What I’m working on now
“Finding the right balance of what you need to stock and what you don’t is really important,” says Harry.
With the switch in focus to meals for tonight, Nisa Crossgates has been working to rationalise their range as much as possible, to free-up space to experiment with new lines.
“In convenience, you need to have a good branded product and a value option alongside it – there’s no point having three brands of the same product,” Harry continues. “In tomato ketchup, for instance, we’ll stock the Heinz product and Co-op’s own label. We don’t need anything more than that.”
Encouraging linked purchases is also important. “We have the fresh section with meal solutions like fresh meat at the start of the shop,” Harry explains. “It’s close to the grocery section, and also desserts and dairy. It encourages customers to pick up their entire evening meal in our shop.”
The challenges I face
Like many convenience stores, keeping on top of crime is a priority for Harry and Varinder.
“We don’t get a lot of theft, and generally when we do it’s from people from outside the local area,” explains Harry. “The people around here know us, and we know them.”
To keep their store secure, Harry has placed a monitor for CCTV at the back of the shop near the chillers, in addition to a monitor at the checkout. The idea is to make it easier to monitor high- value aisles such as chilled and alcohol.
“The store is an unusual shape, making it hard to keep an eye on everything, especially if it’s a busy time,” he explains.
“When a member of staff is on the shop floor, say restocking, they can use the monitor to keep an eye on what’s going on somewhere else in the store, such as the alcohol aisle, for example. We always encourage our staff to multitask if we can.”
What I do well
Among other services, the store provides Hermes parcel delivery and collection, a vital service for the community, but one which takes up a lot of room.
“The shop doesn’t have much storage room, so we have to be careful with space,” says Harry. “Otherwise it starts to look cluttered.”

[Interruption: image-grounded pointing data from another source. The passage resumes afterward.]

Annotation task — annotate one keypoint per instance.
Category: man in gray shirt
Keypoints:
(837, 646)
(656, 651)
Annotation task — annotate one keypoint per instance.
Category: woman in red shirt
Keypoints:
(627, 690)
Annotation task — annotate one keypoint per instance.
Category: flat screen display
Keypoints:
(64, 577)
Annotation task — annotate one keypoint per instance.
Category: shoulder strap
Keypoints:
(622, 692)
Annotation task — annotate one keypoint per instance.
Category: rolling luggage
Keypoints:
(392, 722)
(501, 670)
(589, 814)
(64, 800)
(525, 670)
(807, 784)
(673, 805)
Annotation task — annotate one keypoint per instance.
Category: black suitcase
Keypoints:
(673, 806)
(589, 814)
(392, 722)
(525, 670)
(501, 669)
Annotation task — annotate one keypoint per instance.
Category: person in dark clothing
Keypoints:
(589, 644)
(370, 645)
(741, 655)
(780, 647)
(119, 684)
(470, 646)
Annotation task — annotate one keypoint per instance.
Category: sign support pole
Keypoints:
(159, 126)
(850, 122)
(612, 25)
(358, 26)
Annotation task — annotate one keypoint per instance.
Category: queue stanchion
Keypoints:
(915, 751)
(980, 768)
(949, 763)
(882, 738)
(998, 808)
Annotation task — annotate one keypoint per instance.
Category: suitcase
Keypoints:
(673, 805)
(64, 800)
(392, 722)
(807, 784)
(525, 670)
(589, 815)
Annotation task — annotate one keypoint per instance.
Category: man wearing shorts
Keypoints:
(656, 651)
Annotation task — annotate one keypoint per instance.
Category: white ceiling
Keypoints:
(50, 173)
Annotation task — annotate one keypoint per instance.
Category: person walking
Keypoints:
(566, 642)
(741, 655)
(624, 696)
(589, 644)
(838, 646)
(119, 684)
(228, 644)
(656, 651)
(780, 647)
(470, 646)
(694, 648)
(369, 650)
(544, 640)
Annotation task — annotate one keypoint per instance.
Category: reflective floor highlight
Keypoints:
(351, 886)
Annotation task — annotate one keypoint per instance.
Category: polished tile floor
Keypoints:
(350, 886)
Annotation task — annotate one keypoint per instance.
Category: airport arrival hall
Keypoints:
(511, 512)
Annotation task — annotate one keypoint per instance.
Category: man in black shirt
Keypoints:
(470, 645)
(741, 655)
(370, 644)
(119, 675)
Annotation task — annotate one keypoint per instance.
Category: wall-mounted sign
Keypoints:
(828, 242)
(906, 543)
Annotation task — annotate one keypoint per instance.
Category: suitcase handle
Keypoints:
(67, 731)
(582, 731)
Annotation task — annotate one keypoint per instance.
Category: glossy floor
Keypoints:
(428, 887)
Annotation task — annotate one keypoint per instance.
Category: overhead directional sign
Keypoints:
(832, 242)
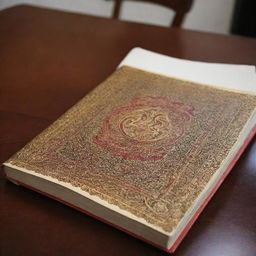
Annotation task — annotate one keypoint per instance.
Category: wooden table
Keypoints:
(48, 61)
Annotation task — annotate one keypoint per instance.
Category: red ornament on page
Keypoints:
(144, 130)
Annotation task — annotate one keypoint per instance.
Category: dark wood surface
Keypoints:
(48, 61)
(181, 7)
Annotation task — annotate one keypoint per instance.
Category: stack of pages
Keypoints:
(145, 150)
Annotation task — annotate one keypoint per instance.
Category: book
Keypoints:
(147, 148)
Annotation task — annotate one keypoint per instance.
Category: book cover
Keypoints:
(146, 146)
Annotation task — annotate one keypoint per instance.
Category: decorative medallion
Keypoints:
(144, 130)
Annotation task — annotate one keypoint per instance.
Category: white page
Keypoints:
(231, 76)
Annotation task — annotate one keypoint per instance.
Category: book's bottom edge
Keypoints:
(186, 228)
(16, 182)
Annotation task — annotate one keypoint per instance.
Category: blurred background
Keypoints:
(217, 16)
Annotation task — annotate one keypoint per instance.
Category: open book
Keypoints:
(145, 150)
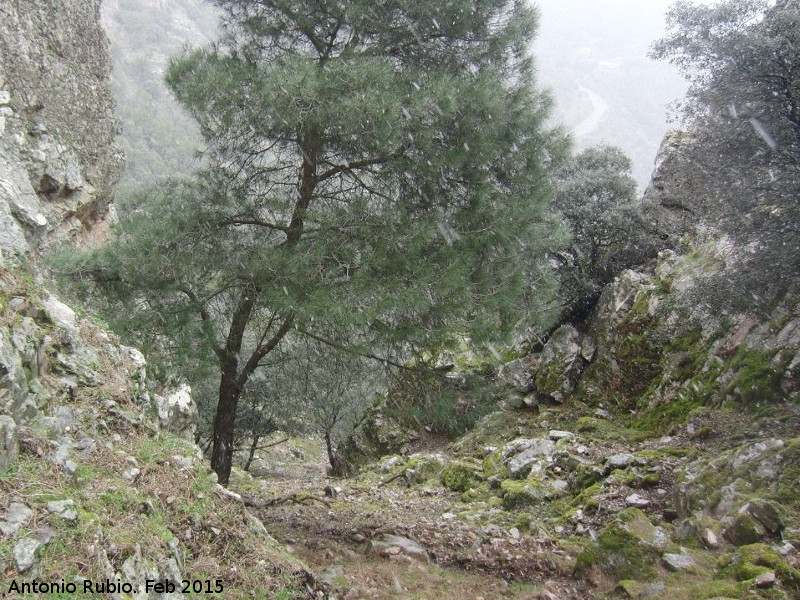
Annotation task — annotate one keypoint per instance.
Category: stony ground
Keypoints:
(400, 530)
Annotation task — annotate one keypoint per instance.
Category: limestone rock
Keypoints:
(13, 383)
(524, 456)
(744, 530)
(518, 374)
(392, 545)
(177, 412)
(9, 444)
(24, 553)
(64, 509)
(561, 364)
(679, 562)
(50, 143)
(766, 581)
(16, 516)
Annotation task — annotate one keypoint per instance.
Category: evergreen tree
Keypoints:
(596, 193)
(742, 59)
(378, 173)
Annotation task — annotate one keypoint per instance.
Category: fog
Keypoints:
(592, 54)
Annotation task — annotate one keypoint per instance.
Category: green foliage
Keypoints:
(459, 477)
(376, 182)
(742, 60)
(428, 401)
(597, 196)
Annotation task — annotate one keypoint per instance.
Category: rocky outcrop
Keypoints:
(59, 162)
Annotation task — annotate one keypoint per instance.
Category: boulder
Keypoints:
(177, 412)
(24, 553)
(524, 456)
(561, 364)
(389, 545)
(9, 443)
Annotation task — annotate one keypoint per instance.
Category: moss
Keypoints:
(716, 589)
(493, 465)
(459, 476)
(656, 455)
(619, 553)
(750, 561)
(587, 424)
(550, 378)
(757, 379)
(788, 485)
(527, 492)
(587, 499)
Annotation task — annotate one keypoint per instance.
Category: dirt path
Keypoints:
(334, 536)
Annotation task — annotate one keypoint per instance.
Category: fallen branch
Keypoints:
(295, 498)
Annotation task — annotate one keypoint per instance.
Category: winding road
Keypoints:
(590, 123)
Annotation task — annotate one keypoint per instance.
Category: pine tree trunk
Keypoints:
(224, 421)
(251, 455)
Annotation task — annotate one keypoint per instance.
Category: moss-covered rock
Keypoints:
(627, 548)
(750, 561)
(527, 492)
(460, 476)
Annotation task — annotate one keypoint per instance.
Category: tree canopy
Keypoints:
(596, 193)
(742, 59)
(378, 179)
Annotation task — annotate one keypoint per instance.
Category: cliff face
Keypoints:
(59, 161)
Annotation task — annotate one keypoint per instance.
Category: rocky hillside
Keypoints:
(103, 492)
(102, 484)
(650, 452)
(59, 162)
(652, 455)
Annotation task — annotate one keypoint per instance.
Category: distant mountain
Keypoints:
(592, 55)
(159, 138)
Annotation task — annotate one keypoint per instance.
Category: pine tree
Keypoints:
(742, 59)
(380, 169)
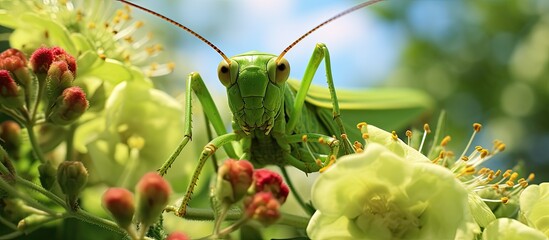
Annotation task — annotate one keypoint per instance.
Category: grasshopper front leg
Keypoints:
(320, 53)
(208, 151)
(196, 84)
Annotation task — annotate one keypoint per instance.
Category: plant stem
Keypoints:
(48, 194)
(295, 193)
(87, 217)
(201, 214)
(70, 141)
(34, 142)
(13, 192)
(164, 168)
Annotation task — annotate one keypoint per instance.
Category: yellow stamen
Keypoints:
(483, 153)
(445, 141)
(426, 128)
(477, 127)
(504, 200)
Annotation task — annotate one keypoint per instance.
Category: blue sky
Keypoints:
(363, 49)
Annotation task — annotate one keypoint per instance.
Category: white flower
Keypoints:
(377, 194)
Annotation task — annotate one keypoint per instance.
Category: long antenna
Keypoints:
(182, 27)
(341, 14)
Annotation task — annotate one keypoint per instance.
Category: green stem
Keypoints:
(41, 81)
(25, 197)
(293, 220)
(7, 223)
(201, 214)
(80, 214)
(87, 217)
(235, 226)
(164, 168)
(309, 210)
(34, 142)
(221, 218)
(16, 116)
(48, 194)
(12, 235)
(70, 141)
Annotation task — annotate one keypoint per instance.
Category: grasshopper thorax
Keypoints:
(255, 85)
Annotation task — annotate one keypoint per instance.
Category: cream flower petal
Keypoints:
(378, 194)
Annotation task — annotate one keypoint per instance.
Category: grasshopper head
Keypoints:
(255, 87)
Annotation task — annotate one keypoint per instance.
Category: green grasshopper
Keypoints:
(282, 122)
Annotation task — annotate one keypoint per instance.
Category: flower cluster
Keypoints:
(152, 195)
(389, 190)
(46, 77)
(262, 191)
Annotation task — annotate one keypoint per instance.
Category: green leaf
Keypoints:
(58, 34)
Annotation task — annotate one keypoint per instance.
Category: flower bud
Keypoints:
(61, 55)
(41, 60)
(153, 193)
(177, 236)
(69, 106)
(262, 207)
(233, 180)
(10, 94)
(119, 202)
(72, 177)
(58, 79)
(43, 57)
(15, 62)
(269, 181)
(12, 59)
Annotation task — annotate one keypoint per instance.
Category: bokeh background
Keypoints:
(482, 61)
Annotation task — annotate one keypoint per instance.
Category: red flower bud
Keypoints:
(61, 55)
(119, 202)
(10, 95)
(8, 87)
(15, 62)
(269, 181)
(69, 106)
(263, 207)
(153, 193)
(12, 59)
(41, 60)
(58, 79)
(233, 180)
(177, 236)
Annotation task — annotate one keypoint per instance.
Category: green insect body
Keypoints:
(278, 121)
(261, 102)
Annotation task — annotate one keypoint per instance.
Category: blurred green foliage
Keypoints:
(483, 61)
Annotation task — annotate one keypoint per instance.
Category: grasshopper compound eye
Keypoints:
(278, 71)
(227, 72)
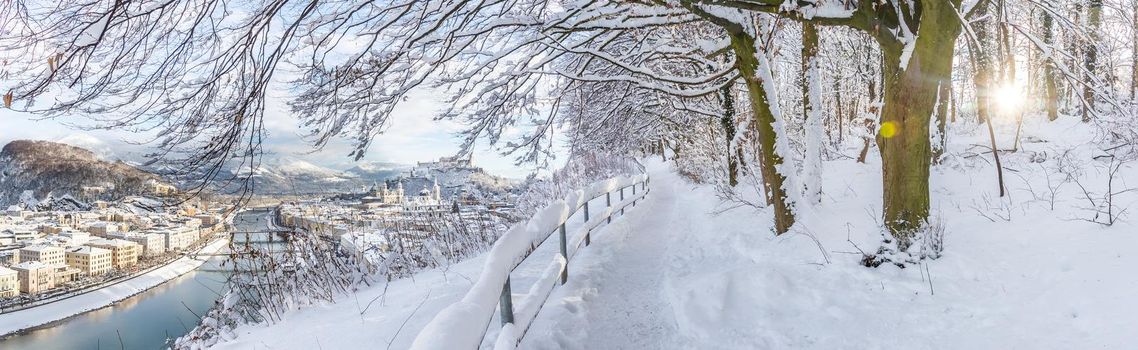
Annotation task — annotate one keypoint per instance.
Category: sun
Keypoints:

“We have a digital display sign in the window, which is really good for attracting attention from outside. It’s also useful because we can put parcels behind it, so they can’t be seen from the street, and a cage if necessary when someone’s working on the shop floor,” Harry continues.
“At night, the sign combined with the clear view from the window makes the shop look really inviting.”
Inside the store, they cover the area with seasonal displays, such as Christmas, Halloween or sports events, to create in-store theatre and avoid having dead space in the store.
How I stay competitive
Nisa Crossgates makes sure it stocks all of the products their customers could be looking for, highlighting competitive deals on end-of-aisle displays.
“For distress purchases, like batteries or certain personal care products, customers aren’t going to be thinking about whether they can get it cheaper elsewhere – if they need it, they need it. The important thing is to make sure these things are easy to find and available in your store.”
One surprisingly good distress purchase they have is a selection of jewellery. “We’ve had it for a few years, and it’s amazing how many people will come in and buy something, especially on a Friday or Saturday night,” reveals Harry.
Newspapers and magazines are also an important line for the store. “It’s declining, but it’s also something that brings people into the shop. That’s why we keep them, otherwise we’d be losing those customers.”
Where my biggest profits come from
Core lines for Nisa Crossgates include soft drinks and alcohol, while the fresh and chilled section is growing following the recent changes.
“The 250 Co-op lines we’ve added have also gone really well, they give our customers a lot of choice. Ice cream is really popular with our customers, especially when we can incorporate it into meal deals.”
Homing in on what products work has been a matter of trial and error, as well as combining insights from Nisa with what Harry and Varinder know about their customers.
“We used to have a Rollover hot dog machine on the counter, but there was a lot of wastage and not many sales. You have to try these things, though,” explains Harry.
“Now, we’ve got a slush machine in the space instead. It does well, even in winter. It’s a good point of difference for us as well – it’s not something you can get anywhere else in this area.”